To my knowledge, 4-20 ma loop powered means that 24Vdc power supply is coming from the DCS Analogue input card for any transmitter connected to the DCS. But, how do you explain 4-20 ma input from a transmitter that is not loop power from the DCS and yet connected to the DCS Analogue input card??

There are 2 types of tramsmitters that can be connected to DCS/PLC or any controller - 2 WIRE & 4 WIRE. By 2-wire it means the transmitter is powered form the system to which it is connected... normally 24VDC and 4-20mA signal is connected to the control system using only one single pair of wires, by 4-wire it means the transmitter is powered from a external power supply and signal 4-20mA which is a separate pair of wires is connected to the system, e.g. a mag flow meter is powered 24VDC or 110VAC or 230VAC and output 4-20mA is connected to DCS/PLC AI board channel.

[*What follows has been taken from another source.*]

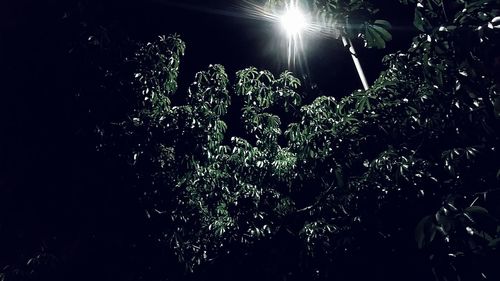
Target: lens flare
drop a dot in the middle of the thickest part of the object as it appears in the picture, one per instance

Hope your confusion is cleared.

Any 4/20mA field device using 2 wires is probably going to be "loop powered", ie it derives its power from the first 4mA of the signal. There are many other devices that are separately powered but still emit a 4/20mA signal that can be picked up by a DCS input card. In this case the input card would be "passive" and supply no power to the loop.

MTL Instruments
The norm is to refer to Active or Passive loops. Active loops are powered from the A/I cards in the DCS and Passive loops are powered from the Instrument, you must also be aware that normally DCS A/I cards have different terminations for Active and Passive circuits.

Robert Scott

A 4-20ma loop-powered device extracts the power it needs to run its circuits from the loop itself. There is no separate power feed from the Analog input card or from anywhere else. The current that the device draws becomes part of the 4 to 20 ma. that flows in the loop, therefore the device must not require more than 4 ma. to operate.

A non-loop powered device gets its power from somewhere else. It could be a separate power supply, or it could be power from the analog input card. But it is still considered to be non-loop powered if the power does not come from those two wires in the loop.

Robert Scott
Real-Time Specialties
Embedded Systems Consulting
You can connect a device (for example a pt100-4-20mA transducer) to the PLC using the PLC analogue input card power supply or you can use an other power supply to "power" the loop.
The input card (or plc) should have the ability to get the signal from a device that has its own power supply.

That is, like a simple mili-amperometer, meaning you only read the current value, no matter where the power comes from.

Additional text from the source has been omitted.